時計の針の音だけが静かに響く暖かい室内で、自分の作品に囲まれながら手仕事に没頭するのは、何よりも心安らぐ満ち足りた時間。長い作業で固まった体を伸ばしながら、窓の外の空を見上げると、何とも言えない充実感がこみ上げてくるという。
数センチの三角や四角のパッチワークのピースを、何年もかけてコツコツと作り溜めていき、さらにピースをつなぎ合わせて、花や星などの形をしたパーツを作っていく。パーツの数が揃い、作品のイメージができたら、2カ月ほどかけて手縫いで仕上げる。
「思う通りに縫えないもどかしさがあって、昔からミシンはあまり好きじゃないんです」と北舘さんは小首を傾げた。
「手を動かして、無心にコツコツやるのが好きですね。ひたすら切って、並べて、あれこれ考えを巡らせているうちに、だんだん完成したイメージが浮かんできます。つなぎ合わせて作品が大きくなってくると達成感も大きくなって、夜なべしてでも仕上げたいくらい夢中になってしまうんです」
材料は家族の衣類や、友人からもらった生地で、一生かかっても使い切れないくらいの量があるという。生長の家で「すべての物は神のいのちの現れ」と学び、自然と今、手元にある生地や古着を生かして作品を作ろうと思うようになった。
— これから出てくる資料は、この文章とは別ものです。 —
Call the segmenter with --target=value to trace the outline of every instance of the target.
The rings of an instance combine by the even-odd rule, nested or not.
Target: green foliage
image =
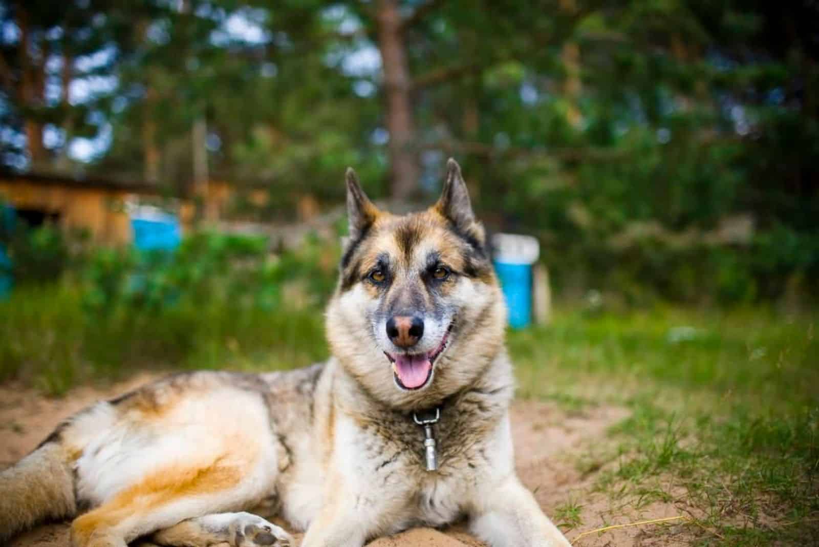
[[[174,253],[94,251],[61,283],[0,302],[0,379],[61,393],[135,368],[276,368],[326,355],[321,303],[338,250],[200,233]]]
[[[13,88],[0,95],[0,163],[150,174],[184,193],[192,128],[204,120],[211,177],[270,192],[265,206],[239,197],[230,212],[278,222],[294,218],[305,193],[340,204],[348,165],[373,195],[387,194],[386,129],[397,117],[423,166],[417,193],[432,198],[446,156],[458,156],[482,216],[495,230],[540,236],[559,287],[632,301],[815,298],[819,12],[811,2],[398,2],[409,115],[382,100],[387,7],[10,5],[0,9]],[[29,63],[14,31],[24,19]],[[57,98],[53,67],[64,58],[74,73],[61,75],[78,88],[110,85]],[[24,97],[26,81],[46,80],[48,97]],[[62,133],[52,131],[45,157],[27,160],[20,143],[44,124]],[[95,135],[95,155],[72,160],[72,139]],[[752,219],[751,241],[649,238],[625,250],[610,241],[641,223],[702,236],[736,215]]]
[[[762,308],[559,310],[509,349],[520,395],[628,409],[578,463],[607,514],[662,503],[692,519],[693,545],[790,545],[819,530],[816,326]],[[584,495],[558,507],[568,527]]]

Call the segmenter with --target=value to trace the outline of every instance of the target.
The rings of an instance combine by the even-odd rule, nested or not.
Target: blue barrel
[[[509,310],[509,325],[523,328],[532,323],[532,264],[495,261]]]
[[[142,251],[172,251],[182,242],[179,220],[167,213],[131,216],[133,245]]]
[[[0,300],[6,300],[11,292],[14,278],[11,277],[11,260],[0,244]]]
[[[11,206],[0,203],[0,233],[10,236],[14,232],[16,215]],[[14,277],[11,275],[11,259],[0,243],[0,300],[5,300],[11,292]]]

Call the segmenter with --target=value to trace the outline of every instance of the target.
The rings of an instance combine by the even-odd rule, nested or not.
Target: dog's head
[[[503,346],[505,308],[460,168],[438,201],[403,216],[379,210],[347,171],[350,237],[327,312],[333,354],[396,407],[469,385]]]

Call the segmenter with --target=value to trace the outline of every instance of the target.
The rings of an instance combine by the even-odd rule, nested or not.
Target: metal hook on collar
[[[432,426],[441,419],[441,409],[437,407],[435,409],[434,418],[432,416],[419,418],[417,412],[413,413],[412,418],[415,423],[423,427],[424,459],[427,463],[427,471],[437,471],[438,457],[435,451],[435,433],[432,431]]]

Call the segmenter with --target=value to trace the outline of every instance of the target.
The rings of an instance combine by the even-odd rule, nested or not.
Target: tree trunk
[[[62,148],[57,160],[57,168],[58,170],[67,170],[70,161],[68,157],[69,144],[74,134],[75,116],[71,111],[71,102],[69,97],[69,90],[71,86],[71,79],[74,76],[73,65],[74,57],[66,52],[67,45],[63,44],[62,69],[61,70],[60,86],[61,97],[60,104],[62,107],[63,123],[62,129],[66,134],[66,140],[63,142]]]
[[[20,26],[20,104],[28,111],[25,114],[24,127],[25,130],[25,142],[29,149],[29,156],[33,167],[36,168],[46,159],[46,149],[43,146],[43,124],[35,116],[31,115],[31,111],[36,110],[40,106],[42,95],[37,96],[38,78],[36,74],[38,65],[29,57],[31,54],[30,32],[29,27],[29,14],[25,11],[22,3],[17,6],[18,25]],[[45,60],[43,61],[45,65]]]
[[[145,179],[149,183],[159,181],[160,151],[156,146],[156,121],[153,119],[154,94],[148,88],[143,105],[143,158]]]
[[[390,133],[391,189],[392,197],[405,199],[418,190],[419,169],[413,149],[412,82],[407,66],[397,1],[380,0],[376,20],[378,48],[384,67],[387,129]]]

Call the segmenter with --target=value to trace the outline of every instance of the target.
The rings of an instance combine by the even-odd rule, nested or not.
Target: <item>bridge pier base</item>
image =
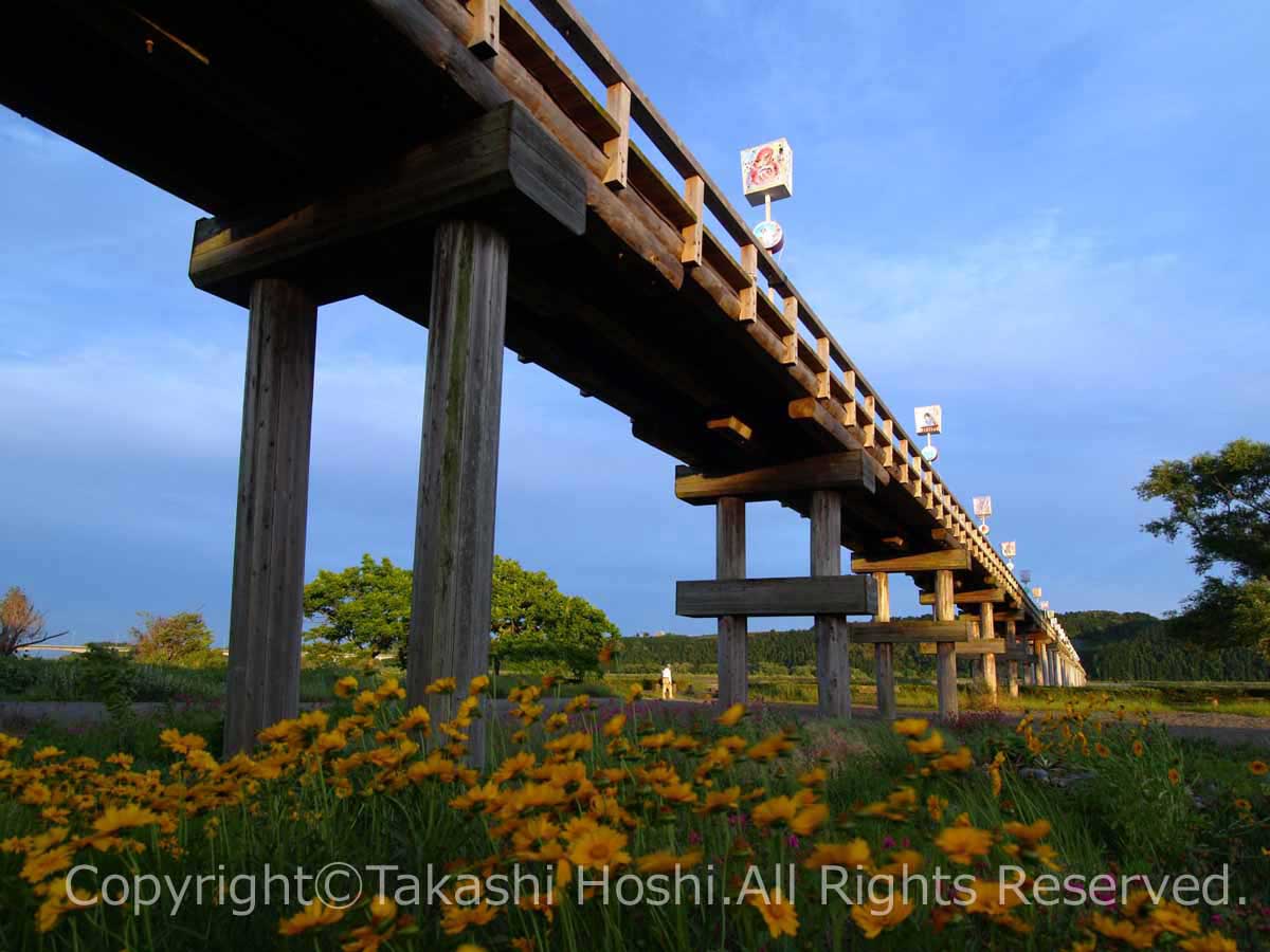
[[[715,578],[745,578],[745,500],[737,496],[715,503]],[[719,617],[719,703],[724,707],[749,701],[748,637],[745,616]]]
[[[935,572],[935,621],[950,622],[954,617],[952,570]],[[958,717],[956,646],[951,641],[935,645],[935,689],[939,693],[940,720],[947,724]]]
[[[452,717],[489,669],[508,253],[475,221],[443,222],[433,241],[406,697],[434,720]],[[457,680],[455,697],[424,693],[443,677]],[[469,731],[474,764],[484,725]]]
[[[309,442],[318,303],[287,281],[251,284],[234,532],[225,754],[300,711]]]
[[[878,612],[875,622],[890,621],[890,575],[874,572],[878,584]],[[895,646],[878,642],[874,647],[874,670],[878,682],[878,717],[895,720]]]
[[[842,574],[842,494],[812,494],[812,575]],[[850,633],[842,614],[815,616],[815,677],[820,713],[851,717]]]

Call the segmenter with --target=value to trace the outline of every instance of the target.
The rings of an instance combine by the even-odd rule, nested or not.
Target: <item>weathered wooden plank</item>
[[[874,623],[890,622],[890,576],[886,572],[874,572],[878,585],[878,611]],[[852,641],[860,641],[859,630],[851,633]],[[878,717],[883,721],[895,720],[895,649],[890,642],[879,641],[874,645],[874,682],[878,685]]]
[[[916,555],[895,556],[894,559],[852,559],[851,571],[853,572],[926,572],[940,569],[970,570],[970,553],[964,548],[940,548],[933,552],[919,552]],[[952,592],[949,589],[949,616],[951,605],[955,604]],[[932,602],[931,604],[936,604]]]
[[[1002,602],[1005,600],[1005,598],[1006,598],[1005,589],[973,589],[970,592],[954,592],[952,604],[974,605],[974,604],[980,604],[983,602]],[[921,595],[918,595],[917,600],[921,602],[923,605],[933,605],[935,593],[923,592]]]
[[[842,575],[842,493],[818,489],[812,494],[812,576],[813,580],[836,580]],[[846,576],[851,578],[851,576]],[[862,579],[874,590],[872,611],[876,611],[876,585]],[[826,717],[851,717],[851,658],[847,651],[850,635],[847,619],[842,614],[817,614],[815,680],[819,710]]]
[[[918,647],[918,651],[923,655],[937,654],[937,645],[925,644]],[[969,641],[958,641],[952,645],[954,651],[963,658],[982,658],[987,661],[989,658],[993,663],[997,660],[997,655],[1003,654],[1006,650],[1005,638],[970,638]]]
[[[318,305],[265,278],[251,288],[225,707],[225,753],[300,710],[309,443]]]
[[[437,228],[406,665],[409,703],[434,720],[452,716],[453,698],[428,684],[464,685],[489,668],[508,254],[489,225]],[[480,763],[480,722],[469,734]]]
[[[968,642],[974,627],[965,621],[865,622],[851,626],[851,640],[861,645],[925,645],[936,641]]]
[[[674,599],[676,614],[688,618],[872,614],[876,607],[876,589],[864,575],[679,581]]]
[[[512,197],[518,201],[509,204]],[[338,300],[364,289],[364,274],[347,267],[349,256],[375,259],[381,251],[376,240],[386,235],[404,240],[401,228],[431,228],[446,215],[490,202],[499,212],[518,216],[519,227],[530,222],[525,216],[537,213],[540,226],[551,221],[573,235],[585,230],[582,170],[516,103],[419,146],[372,182],[318,198],[281,218],[199,221],[189,278],[203,291],[243,301],[254,277],[298,274],[320,288],[319,301]],[[330,260],[340,259],[345,267],[333,269]],[[403,259],[410,267],[413,259]]]
[[[966,555],[969,559],[969,555]],[[969,567],[969,566],[968,566]],[[952,605],[952,570],[935,572],[935,621],[950,622],[956,611]],[[950,641],[936,642],[935,689],[939,694],[939,716],[945,724],[958,717],[956,649]]]
[[[546,44],[546,41],[508,4],[502,8],[503,47],[536,79],[560,110],[573,119],[587,137],[603,149],[621,133],[617,121],[591,94],[573,71]]]
[[[745,503],[735,496],[720,499],[715,506],[715,575],[720,580],[745,578]],[[724,706],[749,699],[748,637],[745,616],[719,617],[719,702]]]
[[[728,476],[702,476],[681,467],[676,472],[674,495],[685,503],[707,505],[721,496],[740,496],[757,503],[818,489],[872,493],[876,482],[870,462],[864,453],[855,449]]]

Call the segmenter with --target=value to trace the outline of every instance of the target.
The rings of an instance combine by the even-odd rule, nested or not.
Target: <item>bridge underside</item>
[[[575,166],[584,218],[582,234],[533,216],[509,223],[507,347],[705,476],[861,451],[869,440],[847,425],[855,387],[828,386],[827,353],[785,334],[766,297],[757,319],[747,315],[752,268],[709,230],[698,230],[700,260],[685,260],[700,206],[634,146],[631,187],[606,184],[612,117],[569,88],[572,75],[509,8],[504,46],[485,60],[465,41],[470,19],[457,0],[22,4],[0,32],[0,100],[215,216],[203,236],[251,231],[381,180],[413,150],[514,102]],[[433,269],[437,225],[381,240],[338,287],[312,291],[311,261],[272,277],[309,287],[315,307],[362,293],[428,325],[434,282],[452,277]],[[213,284],[248,303],[250,283]],[[843,490],[832,523],[842,545],[878,560],[955,547],[946,510],[897,477],[908,461],[897,470],[889,442],[885,453],[864,448],[872,486]],[[812,491],[773,498],[803,514],[814,504]],[[970,559],[958,586],[992,589],[998,571]],[[936,593],[937,570],[907,574]],[[1044,627],[1026,597],[1015,603],[1021,635]]]

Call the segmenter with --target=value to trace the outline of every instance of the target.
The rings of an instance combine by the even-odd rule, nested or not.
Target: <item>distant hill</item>
[[[1270,663],[1257,651],[1206,651],[1186,638],[1180,618],[1064,612],[1058,619],[1092,680],[1270,680]]]

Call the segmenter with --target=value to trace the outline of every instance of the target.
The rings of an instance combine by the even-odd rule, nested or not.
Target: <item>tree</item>
[[[305,632],[319,655],[328,646],[405,658],[410,631],[409,569],[384,559],[362,556],[361,565],[339,572],[319,571],[305,586],[305,617],[319,625]],[[519,564],[494,556],[490,605],[490,654],[502,661],[559,664],[582,673],[597,668],[606,636],[617,626],[577,595],[565,595],[546,572],[526,571]],[[345,655],[339,654],[343,659]]]
[[[339,572],[318,572],[305,585],[305,618],[320,623],[305,632],[305,640],[340,645],[377,655],[405,655],[410,631],[410,570],[376,562],[370,555],[362,564]]]
[[[43,645],[65,633],[60,631],[50,635],[44,627],[44,616],[17,585],[0,599],[0,655],[15,655],[24,647]]]
[[[565,595],[546,572],[494,556],[490,655],[495,664],[560,664],[574,674],[598,670],[605,638],[621,635],[608,616],[579,595]]]
[[[151,614],[137,612],[140,626],[133,626],[132,656],[142,664],[168,664],[197,668],[216,659],[212,651],[212,630],[202,612]]]
[[[1217,453],[1166,459],[1137,490],[1170,505],[1143,529],[1170,542],[1189,536],[1191,565],[1205,575],[1173,631],[1212,646],[1259,645],[1270,656],[1270,443],[1236,439]],[[1218,566],[1228,578],[1206,574]]]

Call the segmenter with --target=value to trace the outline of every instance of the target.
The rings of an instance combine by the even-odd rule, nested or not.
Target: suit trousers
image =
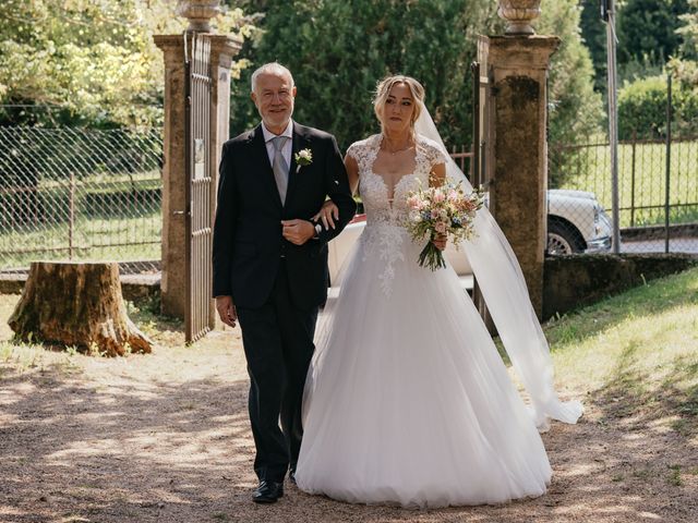
[[[254,472],[260,481],[280,483],[289,465],[296,470],[303,436],[303,387],[315,350],[317,311],[293,305],[284,258],[267,302],[260,308],[238,308],[250,375]]]

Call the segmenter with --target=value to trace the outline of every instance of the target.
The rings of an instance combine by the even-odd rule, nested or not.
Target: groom
[[[257,503],[284,496],[289,466],[294,482],[303,385],[327,297],[327,242],[356,211],[335,137],[292,121],[294,97],[282,65],[252,74],[262,123],[224,145],[214,226],[216,308],[225,324],[240,321],[250,374]],[[339,209],[328,230],[310,221],[326,197]]]

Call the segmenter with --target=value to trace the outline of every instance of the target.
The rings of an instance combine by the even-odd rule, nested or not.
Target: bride
[[[453,268],[418,265],[423,243],[404,227],[408,193],[446,179],[467,184],[423,99],[411,77],[383,80],[382,132],[347,151],[366,227],[321,319],[296,481],[311,494],[404,507],[540,496],[551,466],[539,429],[549,417],[575,423],[581,405],[557,399],[520,269],[486,209],[465,250],[530,406]],[[435,244],[443,250],[445,236]]]

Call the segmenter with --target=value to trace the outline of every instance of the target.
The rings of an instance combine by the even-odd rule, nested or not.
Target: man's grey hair
[[[296,85],[293,82],[293,75],[291,72],[281,65],[278,62],[269,62],[265,63],[261,68],[258,68],[254,73],[252,73],[252,93],[254,93],[254,88],[257,86],[257,77],[261,74],[277,74],[280,76],[288,76],[288,80],[291,81],[291,87]]]

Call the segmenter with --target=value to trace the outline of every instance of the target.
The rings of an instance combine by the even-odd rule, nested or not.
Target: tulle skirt
[[[421,508],[545,492],[533,418],[455,271],[419,267],[409,238],[389,260],[362,240],[318,325],[298,486]]]

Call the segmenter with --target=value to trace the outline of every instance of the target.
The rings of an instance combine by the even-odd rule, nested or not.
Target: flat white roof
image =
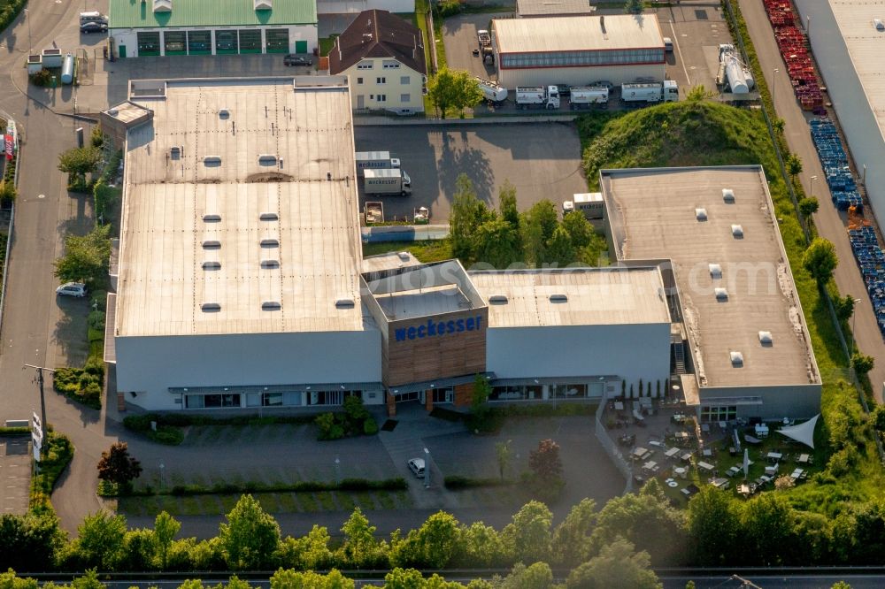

「小さな端切れでも生かしたいと思うと、パーツがどんどん細かくなっていきますが、より調和した世界を作品に落とし込めるように思います。小さなピースが集まって大きなパーツになり、それがさらに集まって一つの作品になっていく様子は、果樹を育てるのにも似ています。私にとって手仕事は、収穫のよろこびなんです」
ほほ笑みながら糸を通していく北舘さんの横顔が、印象に残った。